A sugar or sucrose lysis test, in which a patient's red blood cells are placed in low ionic strength solution and observed for hemolysis, is used for screening. A more specific test for PNH, called Ham's acid hemolysis (after Dr Thomas Ham, who described the test in 1937) test, is performed if the sugar test is positive for hemolysis.[3] More sensitive modern methods include flow cytometry for CD55 and CD59 on white and red blood cells. Dependent on the presence of these molecules on the cell surface, they are classified as type I, II or III PNH cells. Type I cells have normal levels of CD55 and CD59, type II have reduced levels and type III have absent levels. The higher the number of type III cells, the higher the risk of hemolysis and thrombosis.[2]


Classification

PNH is classified by the context under which it is diagnosed:[2]

  • Classic PNH. Evidence of PNH in the absence of another bone marrow disorder.
  • PNH in the setting of another specified bone marrow disorder.
  • Subclinical PNH. PNH abnormalities on flow cytometry without signs of hemolysis.

Treatment

Long-term

PNH is a chronic condition. In patients who have only a small clone and few problems, monitoring of the flow cytometry every six months gives information on the severity and risk of potential complications. Given the high risk of thrombosis in PNH, preventative treatment with warfarin decreases the risk of thrombosis in those with a large clone (50% of white blood cells type III).

Episodes of thrombosis are treated as they would in other patients, but given that PNH is a persisting underlying cause it is likely that treatment with warfarin or similar drugs needs to be continued long-term after an episode of thrombosis.

Acute attacks

There is disagreement as to whether steroids (such as prednisolone) can decrease the severity of hemolytic crises. Transfusion therapy may be needed; in addition to correcting significant anemia this suppresses the production of PNH cells by the bone marrow, and indirectly the severity of the hemolysis.
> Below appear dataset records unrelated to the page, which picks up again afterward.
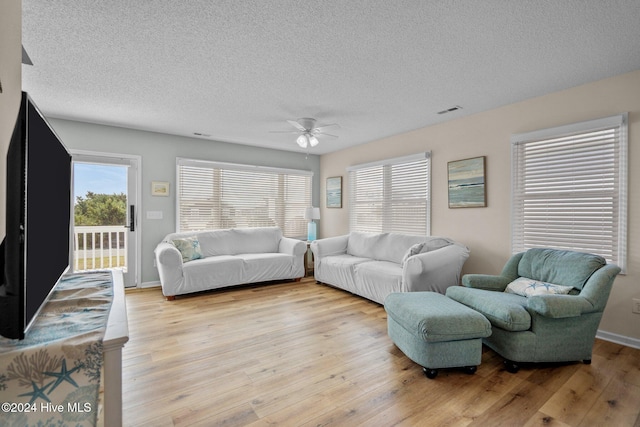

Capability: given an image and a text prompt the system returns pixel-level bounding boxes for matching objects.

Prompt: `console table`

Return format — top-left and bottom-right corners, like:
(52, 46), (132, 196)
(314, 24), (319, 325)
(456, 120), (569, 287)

(102, 270), (129, 427)
(0, 271), (129, 427)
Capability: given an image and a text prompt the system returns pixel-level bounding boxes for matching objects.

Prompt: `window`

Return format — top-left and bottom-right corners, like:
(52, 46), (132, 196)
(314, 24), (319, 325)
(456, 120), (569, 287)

(176, 158), (313, 237)
(347, 153), (431, 236)
(511, 114), (627, 272)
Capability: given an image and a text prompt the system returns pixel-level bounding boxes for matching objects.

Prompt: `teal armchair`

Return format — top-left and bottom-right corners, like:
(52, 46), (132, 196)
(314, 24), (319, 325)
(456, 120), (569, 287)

(446, 249), (620, 372)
Iron deficiency develops with time, due to losses in urine, and may have to be treated if present. Iron therapy can result in more hemolysis as more PNH cells are produced.[2]

A new monoclonal antibody, eculizumab, protects blood cells against immune destruction by inhibiting the complement system. It has been shown to reduce the need for blood transfusion in patients with significant hemolysis.

Screening

Screening for PNH is performed every year in people with previous aplastic anemia, and may be performed in people with myelodysplastic syndrome of the "refractory anemia" type.